А Кирилл на Туза не мог наглядеться, он был совершенно счастлив — мечты сбываются! В Черемушках такого пса не было ни у кого. Несколько запоздало, но он вспоминал все команды, которые положено знать воспитанной собаке — сидел, лежал, вставал рядом, подавал голос и лапу, и при этом как-то сразу понял, что хозяин его Кирилл. А когда сообразил Туз, что он теперь не бездомный, обрадовался не меньше, не обращая внимания на Александра, который отнесся к появлению нового жильца равнодушно. Наверное, он решил, что Кирилл и мать с него достаточно, а иначе, стали бы мыть шампунями и выводить блох? Будка у него была своя, своя территория. Так стоило ли расстраиваться из-за человека, который не знал, как себя убить?
А на следующее утро рано по утру, разбуженный петухами, Туз вылез из будки, впервые ответив на утреннюю перекличку, как рекомендующий обходить его территорию стороной. Из груди его вырвался такой угрожающий вой, что на всех концах Черемушек собаки примолкли, Тронутый вниманием к своей персоне, Туз постоял минуты три, прислушиваясь и недоумевая, почему ему не перечат, попробовал погавкать — и, не дождавшись ответа, вернулся в будку, захватив по дороге кость, оставленную накануне.
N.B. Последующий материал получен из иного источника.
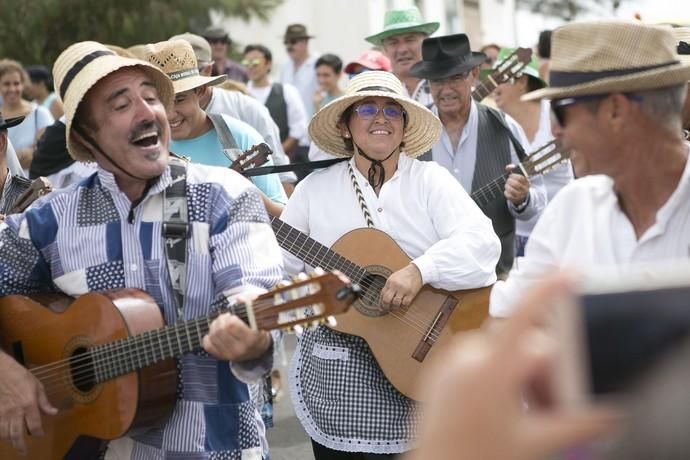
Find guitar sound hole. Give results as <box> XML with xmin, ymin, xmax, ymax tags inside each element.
<box><xmin>70</xmin><ymin>347</ymin><xmax>96</xmax><ymax>393</ymax></box>
<box><xmin>355</xmin><ymin>273</ymin><xmax>386</xmax><ymax>316</ymax></box>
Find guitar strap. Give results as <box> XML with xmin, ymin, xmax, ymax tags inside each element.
<box><xmin>163</xmin><ymin>157</ymin><xmax>189</xmax><ymax>320</ymax></box>
<box><xmin>347</xmin><ymin>162</ymin><xmax>374</xmax><ymax>228</ymax></box>
<box><xmin>206</xmin><ymin>113</ymin><xmax>242</xmax><ymax>163</ymax></box>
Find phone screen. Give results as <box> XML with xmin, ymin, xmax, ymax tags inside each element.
<box><xmin>581</xmin><ymin>287</ymin><xmax>690</xmax><ymax>395</ymax></box>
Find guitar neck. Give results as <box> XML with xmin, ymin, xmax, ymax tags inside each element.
<box><xmin>89</xmin><ymin>306</ymin><xmax>235</xmax><ymax>383</ymax></box>
<box><xmin>271</xmin><ymin>217</ymin><xmax>367</xmax><ymax>283</ymax></box>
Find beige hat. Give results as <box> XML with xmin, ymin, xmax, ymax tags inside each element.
<box><xmin>522</xmin><ymin>21</ymin><xmax>690</xmax><ymax>101</ymax></box>
<box><xmin>170</xmin><ymin>32</ymin><xmax>213</xmax><ymax>66</ymax></box>
<box><xmin>53</xmin><ymin>42</ymin><xmax>175</xmax><ymax>161</ymax></box>
<box><xmin>309</xmin><ymin>70</ymin><xmax>441</xmax><ymax>158</ymax></box>
<box><xmin>144</xmin><ymin>40</ymin><xmax>228</xmax><ymax>94</ymax></box>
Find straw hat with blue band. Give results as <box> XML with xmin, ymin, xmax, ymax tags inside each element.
<box><xmin>522</xmin><ymin>21</ymin><xmax>690</xmax><ymax>101</ymax></box>
<box><xmin>309</xmin><ymin>70</ymin><xmax>441</xmax><ymax>158</ymax></box>
<box><xmin>53</xmin><ymin>41</ymin><xmax>175</xmax><ymax>161</ymax></box>
<box><xmin>365</xmin><ymin>6</ymin><xmax>440</xmax><ymax>46</ymax></box>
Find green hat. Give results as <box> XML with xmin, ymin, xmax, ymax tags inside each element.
<box><xmin>365</xmin><ymin>6</ymin><xmax>439</xmax><ymax>46</ymax></box>
<box><xmin>479</xmin><ymin>48</ymin><xmax>548</xmax><ymax>88</ymax></box>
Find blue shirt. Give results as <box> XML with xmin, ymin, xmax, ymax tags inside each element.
<box><xmin>0</xmin><ymin>164</ymin><xmax>282</xmax><ymax>459</ymax></box>
<box><xmin>170</xmin><ymin>115</ymin><xmax>287</xmax><ymax>204</ymax></box>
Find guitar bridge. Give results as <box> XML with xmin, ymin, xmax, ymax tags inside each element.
<box><xmin>412</xmin><ymin>296</ymin><xmax>458</xmax><ymax>363</ymax></box>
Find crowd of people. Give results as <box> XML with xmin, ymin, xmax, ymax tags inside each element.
<box><xmin>0</xmin><ymin>7</ymin><xmax>690</xmax><ymax>460</ymax></box>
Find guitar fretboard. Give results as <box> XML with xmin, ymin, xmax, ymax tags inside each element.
<box><xmin>271</xmin><ymin>217</ymin><xmax>368</xmax><ymax>283</ymax></box>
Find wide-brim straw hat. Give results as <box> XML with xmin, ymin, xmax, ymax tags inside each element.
<box><xmin>53</xmin><ymin>41</ymin><xmax>175</xmax><ymax>161</ymax></box>
<box><xmin>309</xmin><ymin>70</ymin><xmax>441</xmax><ymax>158</ymax></box>
<box><xmin>143</xmin><ymin>40</ymin><xmax>228</xmax><ymax>94</ymax></box>
<box><xmin>522</xmin><ymin>21</ymin><xmax>690</xmax><ymax>101</ymax></box>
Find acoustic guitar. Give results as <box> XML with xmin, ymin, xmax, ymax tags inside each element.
<box><xmin>472</xmin><ymin>48</ymin><xmax>532</xmax><ymax>102</ymax></box>
<box><xmin>271</xmin><ymin>217</ymin><xmax>490</xmax><ymax>401</ymax></box>
<box><xmin>0</xmin><ymin>273</ymin><xmax>358</xmax><ymax>460</ymax></box>
<box><xmin>470</xmin><ymin>140</ymin><xmax>570</xmax><ymax>208</ymax></box>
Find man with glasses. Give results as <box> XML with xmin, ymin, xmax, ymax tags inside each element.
<box><xmin>242</xmin><ymin>45</ymin><xmax>307</xmax><ymax>179</ymax></box>
<box><xmin>410</xmin><ymin>34</ymin><xmax>546</xmax><ymax>277</ymax></box>
<box><xmin>365</xmin><ymin>6</ymin><xmax>439</xmax><ymax>107</ymax></box>
<box><xmin>490</xmin><ymin>22</ymin><xmax>690</xmax><ymax>317</ymax></box>
<box><xmin>203</xmin><ymin>26</ymin><xmax>249</xmax><ymax>83</ymax></box>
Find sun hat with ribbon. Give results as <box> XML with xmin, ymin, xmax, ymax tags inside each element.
<box><xmin>144</xmin><ymin>40</ymin><xmax>228</xmax><ymax>94</ymax></box>
<box><xmin>522</xmin><ymin>21</ymin><xmax>690</xmax><ymax>101</ymax></box>
<box><xmin>309</xmin><ymin>70</ymin><xmax>441</xmax><ymax>158</ymax></box>
<box><xmin>365</xmin><ymin>6</ymin><xmax>440</xmax><ymax>46</ymax></box>
<box><xmin>53</xmin><ymin>41</ymin><xmax>175</xmax><ymax>161</ymax></box>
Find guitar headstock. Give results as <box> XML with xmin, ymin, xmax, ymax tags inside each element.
<box><xmin>252</xmin><ymin>270</ymin><xmax>360</xmax><ymax>330</ymax></box>
<box><xmin>230</xmin><ymin>142</ymin><xmax>273</xmax><ymax>173</ymax></box>
<box><xmin>521</xmin><ymin>140</ymin><xmax>570</xmax><ymax>176</ymax></box>
<box><xmin>10</xmin><ymin>177</ymin><xmax>53</xmax><ymax>214</ymax></box>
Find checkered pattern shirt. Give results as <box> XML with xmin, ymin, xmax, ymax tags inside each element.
<box><xmin>0</xmin><ymin>164</ymin><xmax>282</xmax><ymax>460</ymax></box>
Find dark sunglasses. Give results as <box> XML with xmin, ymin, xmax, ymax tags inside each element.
<box><xmin>355</xmin><ymin>104</ymin><xmax>405</xmax><ymax>120</ymax></box>
<box><xmin>551</xmin><ymin>93</ymin><xmax>642</xmax><ymax>127</ymax></box>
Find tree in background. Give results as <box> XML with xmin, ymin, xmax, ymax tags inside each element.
<box><xmin>0</xmin><ymin>0</ymin><xmax>283</xmax><ymax>66</ymax></box>
<box><xmin>516</xmin><ymin>0</ymin><xmax>623</xmax><ymax>21</ymax></box>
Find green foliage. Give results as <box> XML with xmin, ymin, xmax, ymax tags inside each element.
<box><xmin>516</xmin><ymin>0</ymin><xmax>623</xmax><ymax>21</ymax></box>
<box><xmin>0</xmin><ymin>0</ymin><xmax>282</xmax><ymax>66</ymax></box>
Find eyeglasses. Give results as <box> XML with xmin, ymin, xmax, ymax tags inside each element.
<box><xmin>429</xmin><ymin>70</ymin><xmax>470</xmax><ymax>86</ymax></box>
<box><xmin>242</xmin><ymin>58</ymin><xmax>263</xmax><ymax>67</ymax></box>
<box><xmin>355</xmin><ymin>104</ymin><xmax>405</xmax><ymax>120</ymax></box>
<box><xmin>551</xmin><ymin>93</ymin><xmax>642</xmax><ymax>127</ymax></box>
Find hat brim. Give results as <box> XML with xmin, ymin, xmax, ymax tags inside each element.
<box><xmin>521</xmin><ymin>63</ymin><xmax>690</xmax><ymax>101</ymax></box>
<box><xmin>173</xmin><ymin>75</ymin><xmax>228</xmax><ymax>94</ymax></box>
<box><xmin>365</xmin><ymin>22</ymin><xmax>441</xmax><ymax>46</ymax></box>
<box><xmin>0</xmin><ymin>116</ymin><xmax>25</xmax><ymax>129</ymax></box>
<box><xmin>309</xmin><ymin>90</ymin><xmax>441</xmax><ymax>158</ymax></box>
<box><xmin>410</xmin><ymin>51</ymin><xmax>486</xmax><ymax>80</ymax></box>
<box><xmin>63</xmin><ymin>55</ymin><xmax>175</xmax><ymax>161</ymax></box>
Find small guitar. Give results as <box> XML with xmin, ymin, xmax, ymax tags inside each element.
<box><xmin>0</xmin><ymin>273</ymin><xmax>358</xmax><ymax>460</ymax></box>
<box><xmin>470</xmin><ymin>140</ymin><xmax>570</xmax><ymax>208</ymax></box>
<box><xmin>472</xmin><ymin>48</ymin><xmax>532</xmax><ymax>102</ymax></box>
<box><xmin>230</xmin><ymin>142</ymin><xmax>273</xmax><ymax>174</ymax></box>
<box><xmin>271</xmin><ymin>217</ymin><xmax>491</xmax><ymax>401</ymax></box>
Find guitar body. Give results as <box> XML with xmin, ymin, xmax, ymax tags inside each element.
<box><xmin>331</xmin><ymin>228</ymin><xmax>491</xmax><ymax>401</ymax></box>
<box><xmin>0</xmin><ymin>289</ymin><xmax>177</xmax><ymax>460</ymax></box>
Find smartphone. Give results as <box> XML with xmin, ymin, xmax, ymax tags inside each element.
<box><xmin>549</xmin><ymin>263</ymin><xmax>690</xmax><ymax>405</ymax></box>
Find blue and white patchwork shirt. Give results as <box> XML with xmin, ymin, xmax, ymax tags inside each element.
<box><xmin>0</xmin><ymin>160</ymin><xmax>282</xmax><ymax>460</ymax></box>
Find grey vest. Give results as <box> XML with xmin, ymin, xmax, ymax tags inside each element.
<box><xmin>419</xmin><ymin>104</ymin><xmax>515</xmax><ymax>275</ymax></box>
<box><xmin>266</xmin><ymin>83</ymin><xmax>290</xmax><ymax>142</ymax></box>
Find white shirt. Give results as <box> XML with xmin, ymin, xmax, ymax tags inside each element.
<box><xmin>280</xmin><ymin>154</ymin><xmax>501</xmax><ymax>290</ymax></box>
<box><xmin>204</xmin><ymin>88</ymin><xmax>297</xmax><ymax>183</ymax></box>
<box><xmin>247</xmin><ymin>80</ymin><xmax>308</xmax><ymax>145</ymax></box>
<box><xmin>431</xmin><ymin>101</ymin><xmax>547</xmax><ymax>220</ymax></box>
<box><xmin>490</xmin><ymin>149</ymin><xmax>690</xmax><ymax>317</ymax></box>
<box><xmin>280</xmin><ymin>56</ymin><xmax>319</xmax><ymax>120</ymax></box>
<box><xmin>515</xmin><ymin>99</ymin><xmax>573</xmax><ymax>236</ymax></box>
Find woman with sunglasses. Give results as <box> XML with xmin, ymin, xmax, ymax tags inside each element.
<box><xmin>493</xmin><ymin>48</ymin><xmax>573</xmax><ymax>257</ymax></box>
<box><xmin>281</xmin><ymin>71</ymin><xmax>500</xmax><ymax>460</ymax></box>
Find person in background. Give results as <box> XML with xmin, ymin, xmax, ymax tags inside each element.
<box><xmin>345</xmin><ymin>49</ymin><xmax>391</xmax><ymax>78</ymax></box>
<box><xmin>203</xmin><ymin>26</ymin><xmax>249</xmax><ymax>83</ymax></box>
<box><xmin>493</xmin><ymin>48</ymin><xmax>573</xmax><ymax>257</ymax></box>
<box><xmin>0</xmin><ymin>59</ymin><xmax>55</xmax><ymax>169</ymax></box>
<box><xmin>243</xmin><ymin>44</ymin><xmax>307</xmax><ymax>180</ymax></box>
<box><xmin>314</xmin><ymin>54</ymin><xmax>343</xmax><ymax>110</ymax></box>
<box><xmin>365</xmin><ymin>6</ymin><xmax>440</xmax><ymax>107</ymax></box>
<box><xmin>26</xmin><ymin>65</ymin><xmax>63</xmax><ymax>120</ymax></box>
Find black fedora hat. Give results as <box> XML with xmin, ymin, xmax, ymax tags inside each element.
<box><xmin>0</xmin><ymin>113</ymin><xmax>24</xmax><ymax>130</ymax></box>
<box><xmin>410</xmin><ymin>34</ymin><xmax>486</xmax><ymax>80</ymax></box>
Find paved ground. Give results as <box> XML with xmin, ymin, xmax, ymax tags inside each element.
<box><xmin>268</xmin><ymin>335</ymin><xmax>314</xmax><ymax>460</ymax></box>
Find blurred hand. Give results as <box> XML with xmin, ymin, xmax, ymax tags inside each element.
<box><xmin>503</xmin><ymin>164</ymin><xmax>529</xmax><ymax>206</ymax></box>
<box><xmin>381</xmin><ymin>263</ymin><xmax>422</xmax><ymax>310</ymax></box>
<box><xmin>0</xmin><ymin>352</ymin><xmax>57</xmax><ymax>454</ymax></box>
<box><xmin>408</xmin><ymin>275</ymin><xmax>617</xmax><ymax>460</ymax></box>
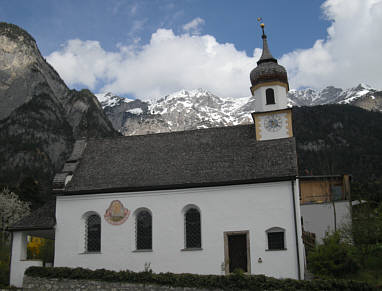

День выдался солнечный. Первомайские праздники решили отметить с размахом. Ближе к вечеру приехали тетя Вера и давняя подруга матери тетя Августа. Туз обнюхал новеньких и для порядка порычал, сразу же успокоившись, когда Кирилл объяснил ему приказом «Фу, свои!».
Увидев преобразившийся дом, обе они остановились безгласно у калитки, задрав голову в немом молчании. Листья еще не распустились, но почки раскрылись — двухэтажный особнячок утонул в зеленоватой дымке. Дом они еще не видели, и похоже, не ожидали застать его в таком состоянии. Пораженные до глубины души, они не сразу зашли, обойдя его со всех сторон — и сад, и огород, напившись воды из колодца. Луг за огородом еще белел подснежниками, возле весеннего родника, стекающего в направлении реки, ярко-зелеными кустами зацветали сочные стебли лягушачьей травы и выпускали свои саблевидные листья камыш и осот.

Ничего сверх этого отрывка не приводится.